University of Rochester Medical Center, Rochester, NY, United States of America.
Kaiser Permanente Southern California, Pasadena, CA, United States of America.
PLoS One. 2022 May 12;17(5):e0268376. doi: 10.1371/journal.pone.0268376. eCollection 2022.
We examined multi-level factors related to the longitudinal physical activity trajectories of adolescent girls to determine the important predictors for physical activity. The Trial of Activity in Adolescent Girls (TAAG) Maryland site recruited participants at age 14 (n = 566) and followed up with these girls at age 17 (n = 553) and age 23 (n = 442). Individual, social factors and perceived environmental factors were assessed by questionnaire; body mass index was measured at age 14 and age 17, and self-reported at age 23. Neighborhood factors were assessed by geographic information systems. The outcome, moderate-to-vigorous physical activity (MVPA) minutes in a day, was assessed from accelerometers. A mixture of linear mixed-effects models with double penalization on fixed effects and random effects was used to identify the intrinsic grouping of participants with similar physical activity trajectory patterns and the most relevant predictors within the groups simultaneously. Three clusters of participants were identified. Two hundred and forty participants were clustered as "maintainers" and had consistently low MVPA over time; 289 participants were clustered as "decreasers" who had decreasing MVPA over time; 39 participants were grouped as "increasers" and had increasing MVPA over time. Each of the three clusters has its own cluster-specific factors identified using the clustering method, indicating that each cluster has unique characteristics.

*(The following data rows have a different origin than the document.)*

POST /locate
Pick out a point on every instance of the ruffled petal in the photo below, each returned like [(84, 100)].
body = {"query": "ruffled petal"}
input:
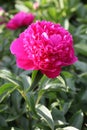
[(25, 63), (17, 48)]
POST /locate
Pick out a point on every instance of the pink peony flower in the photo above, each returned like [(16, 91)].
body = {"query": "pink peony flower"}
[(2, 17), (44, 46), (19, 20), (35, 5)]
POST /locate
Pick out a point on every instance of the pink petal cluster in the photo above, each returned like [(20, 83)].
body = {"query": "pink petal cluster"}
[(19, 20), (2, 17), (44, 46)]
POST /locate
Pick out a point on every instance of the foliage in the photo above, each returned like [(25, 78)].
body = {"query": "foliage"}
[(31, 101)]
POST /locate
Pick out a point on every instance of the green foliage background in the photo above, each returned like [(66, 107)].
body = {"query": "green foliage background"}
[(31, 101)]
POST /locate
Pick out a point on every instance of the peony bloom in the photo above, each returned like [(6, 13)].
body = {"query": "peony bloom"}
[(35, 5), (2, 17), (44, 46), (19, 20)]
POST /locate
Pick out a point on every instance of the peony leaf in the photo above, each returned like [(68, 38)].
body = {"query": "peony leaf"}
[(45, 114)]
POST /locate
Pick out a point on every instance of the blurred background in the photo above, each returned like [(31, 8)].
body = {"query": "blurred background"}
[(71, 104)]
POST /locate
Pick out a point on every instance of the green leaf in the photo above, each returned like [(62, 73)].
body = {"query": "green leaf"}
[(70, 128), (82, 66), (36, 76), (5, 74), (31, 102), (82, 48), (6, 89), (3, 123), (77, 120), (45, 114), (3, 107)]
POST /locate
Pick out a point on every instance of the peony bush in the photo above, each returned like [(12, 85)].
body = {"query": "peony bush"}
[(43, 65), (44, 46), (19, 20)]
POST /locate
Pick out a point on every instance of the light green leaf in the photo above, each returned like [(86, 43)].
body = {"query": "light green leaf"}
[(77, 120), (82, 48), (46, 115), (70, 128)]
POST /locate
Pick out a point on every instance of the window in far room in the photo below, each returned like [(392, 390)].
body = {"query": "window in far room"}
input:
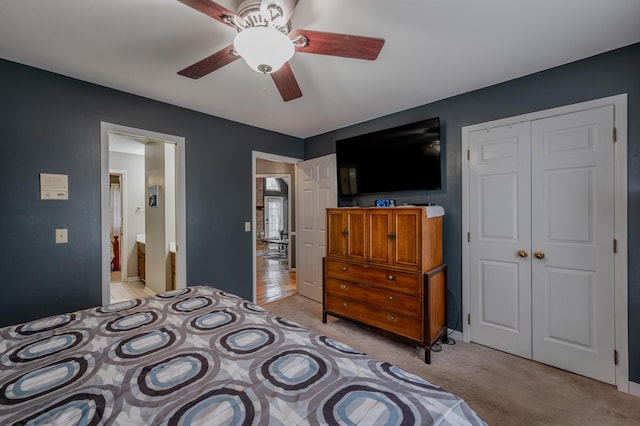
[(272, 184)]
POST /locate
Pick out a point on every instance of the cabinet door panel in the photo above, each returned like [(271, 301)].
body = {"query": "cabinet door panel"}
[(357, 234), (406, 237), (336, 241), (379, 231)]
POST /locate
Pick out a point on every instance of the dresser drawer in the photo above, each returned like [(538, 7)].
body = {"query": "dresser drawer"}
[(391, 321), (392, 280), (376, 297)]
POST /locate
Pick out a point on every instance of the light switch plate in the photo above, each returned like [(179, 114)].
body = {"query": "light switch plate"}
[(61, 236)]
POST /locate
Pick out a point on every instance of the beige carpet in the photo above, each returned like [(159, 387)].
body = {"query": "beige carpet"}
[(503, 389)]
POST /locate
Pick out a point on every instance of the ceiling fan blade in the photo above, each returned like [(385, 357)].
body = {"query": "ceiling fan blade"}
[(348, 46), (210, 63), (286, 83), (286, 6), (216, 11)]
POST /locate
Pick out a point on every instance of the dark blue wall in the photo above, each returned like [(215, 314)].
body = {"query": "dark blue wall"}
[(604, 75), (50, 123)]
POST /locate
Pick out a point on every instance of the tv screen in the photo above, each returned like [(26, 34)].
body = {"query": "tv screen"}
[(403, 158)]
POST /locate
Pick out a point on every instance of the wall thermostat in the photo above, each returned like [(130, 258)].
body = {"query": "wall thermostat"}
[(385, 203)]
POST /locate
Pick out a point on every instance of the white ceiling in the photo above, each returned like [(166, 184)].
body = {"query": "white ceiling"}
[(434, 49)]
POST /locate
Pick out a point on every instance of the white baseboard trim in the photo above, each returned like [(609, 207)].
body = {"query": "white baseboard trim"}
[(454, 334)]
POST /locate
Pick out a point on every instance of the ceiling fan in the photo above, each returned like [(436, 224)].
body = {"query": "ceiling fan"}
[(266, 42)]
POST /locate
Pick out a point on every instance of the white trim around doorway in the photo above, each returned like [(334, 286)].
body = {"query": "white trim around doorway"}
[(620, 234), (181, 246)]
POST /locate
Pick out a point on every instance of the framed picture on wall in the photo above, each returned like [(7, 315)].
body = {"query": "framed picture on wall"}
[(153, 195)]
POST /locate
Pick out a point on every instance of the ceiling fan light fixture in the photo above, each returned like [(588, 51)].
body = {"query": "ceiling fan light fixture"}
[(264, 49)]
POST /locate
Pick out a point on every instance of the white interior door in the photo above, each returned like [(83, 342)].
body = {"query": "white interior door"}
[(542, 226), (573, 223), (317, 191), (500, 227)]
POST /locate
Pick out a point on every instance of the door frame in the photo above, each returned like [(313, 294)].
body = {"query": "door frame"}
[(255, 155), (181, 213), (620, 233)]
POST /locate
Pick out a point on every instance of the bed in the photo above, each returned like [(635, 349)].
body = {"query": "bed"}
[(202, 356)]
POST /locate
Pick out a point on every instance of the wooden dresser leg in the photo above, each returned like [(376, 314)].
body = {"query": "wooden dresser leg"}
[(427, 354)]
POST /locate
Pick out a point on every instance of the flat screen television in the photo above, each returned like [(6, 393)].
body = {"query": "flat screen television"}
[(403, 158)]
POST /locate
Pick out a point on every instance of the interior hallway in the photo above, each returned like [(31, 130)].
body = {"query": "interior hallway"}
[(274, 281)]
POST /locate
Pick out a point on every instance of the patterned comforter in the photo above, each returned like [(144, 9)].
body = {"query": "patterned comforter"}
[(202, 356)]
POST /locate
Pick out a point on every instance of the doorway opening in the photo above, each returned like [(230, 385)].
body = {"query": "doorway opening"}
[(143, 213), (274, 228)]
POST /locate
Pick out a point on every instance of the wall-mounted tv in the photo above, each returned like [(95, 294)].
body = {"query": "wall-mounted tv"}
[(402, 158)]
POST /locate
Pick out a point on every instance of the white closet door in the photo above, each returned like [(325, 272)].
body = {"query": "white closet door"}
[(317, 190), (573, 226), (500, 227)]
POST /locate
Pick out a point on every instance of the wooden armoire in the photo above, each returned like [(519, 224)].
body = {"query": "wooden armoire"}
[(383, 269)]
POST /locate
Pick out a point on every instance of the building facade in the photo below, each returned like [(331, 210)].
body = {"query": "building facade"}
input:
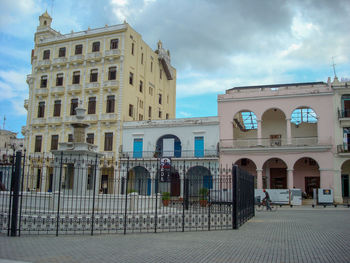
[(342, 133), (188, 147), (109, 71), (282, 134)]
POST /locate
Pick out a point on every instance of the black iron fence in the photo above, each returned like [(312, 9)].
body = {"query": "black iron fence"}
[(76, 195)]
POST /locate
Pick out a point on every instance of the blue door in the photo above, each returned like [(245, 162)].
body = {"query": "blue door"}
[(208, 181), (199, 146), (137, 148)]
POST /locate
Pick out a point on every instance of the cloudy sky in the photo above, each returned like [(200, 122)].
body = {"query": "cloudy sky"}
[(214, 45)]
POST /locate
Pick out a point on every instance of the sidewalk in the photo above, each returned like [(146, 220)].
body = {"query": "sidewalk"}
[(303, 234)]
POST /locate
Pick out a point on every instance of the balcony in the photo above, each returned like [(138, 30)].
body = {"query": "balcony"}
[(112, 53), (74, 88), (343, 149), (188, 154), (57, 90), (76, 59), (94, 56), (41, 92), (263, 144), (111, 85), (52, 120), (344, 117), (44, 63), (59, 61), (38, 121), (92, 87), (109, 117), (26, 103)]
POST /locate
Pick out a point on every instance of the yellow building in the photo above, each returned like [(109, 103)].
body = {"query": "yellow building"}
[(111, 71)]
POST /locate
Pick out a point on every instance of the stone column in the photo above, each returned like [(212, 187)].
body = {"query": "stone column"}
[(259, 178), (43, 178), (338, 198), (290, 179), (259, 132), (289, 131)]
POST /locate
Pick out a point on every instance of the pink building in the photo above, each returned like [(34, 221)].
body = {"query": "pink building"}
[(282, 134)]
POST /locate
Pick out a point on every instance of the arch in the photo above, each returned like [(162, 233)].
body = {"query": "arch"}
[(345, 105), (303, 122), (345, 179), (173, 146), (139, 180), (171, 183), (249, 166), (245, 125), (275, 174), (199, 177), (306, 175)]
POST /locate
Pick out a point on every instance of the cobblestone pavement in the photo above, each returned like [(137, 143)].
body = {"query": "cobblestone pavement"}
[(288, 235)]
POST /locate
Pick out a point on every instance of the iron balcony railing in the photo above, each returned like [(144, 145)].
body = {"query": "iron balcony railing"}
[(171, 154), (268, 142), (344, 113), (343, 148)]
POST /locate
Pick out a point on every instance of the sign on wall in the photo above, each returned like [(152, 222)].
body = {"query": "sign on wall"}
[(165, 166)]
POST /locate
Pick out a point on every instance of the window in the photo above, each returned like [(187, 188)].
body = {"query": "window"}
[(199, 146), (38, 140), (62, 52), (90, 138), (78, 49), (73, 105), (54, 142), (41, 109), (96, 47), (76, 77), (57, 108), (46, 54), (131, 110), (138, 145), (141, 86), (108, 141), (93, 75), (114, 44), (131, 78), (92, 105), (110, 104), (43, 82), (59, 79), (112, 73)]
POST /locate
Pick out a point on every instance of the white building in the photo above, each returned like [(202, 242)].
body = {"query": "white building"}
[(190, 145)]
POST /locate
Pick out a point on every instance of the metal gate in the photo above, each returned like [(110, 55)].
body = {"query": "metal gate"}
[(140, 196)]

我们研究了与青春期女孩纵向体力活动轨迹相关的多层次因素,以确定体力活动的重要预测因素。青少年女孩活动试验(TAAG)马里兰州的研究地点在 14 岁时招募了参与者(n=566),并在 17 岁(n=553)和 23 岁(n=442)时对这些女孩进行了随访。个体、社会因素和感知环境因素通过问卷进行评估;体重指数在 14 岁和 17 岁时进行测量,并在 23 岁时自我报告。邻里因素通过地理信息系统进行评估。结果,每天中等到剧烈的体力活动(MVPA)分钟数,通过加速度计进行评估。采用固定效应和随机效应双重惩罚的线性混合效应模型,同时识别参与者具有相似体力活动轨迹模式的内在分组和组内最相关的预测因素。确定了三组参与者。240 名参与者被归类为“维持者”,他们的 MVPA 始终保持较低水平;289 名参与者被归类为“减少者”,他们的 MVPA 随时间减少;39 名参与者被归类为“增加者”,他们的 MVPA 随时间增加。使用聚类方法确定了每组特有的因素,表明每组都有其独特的特征。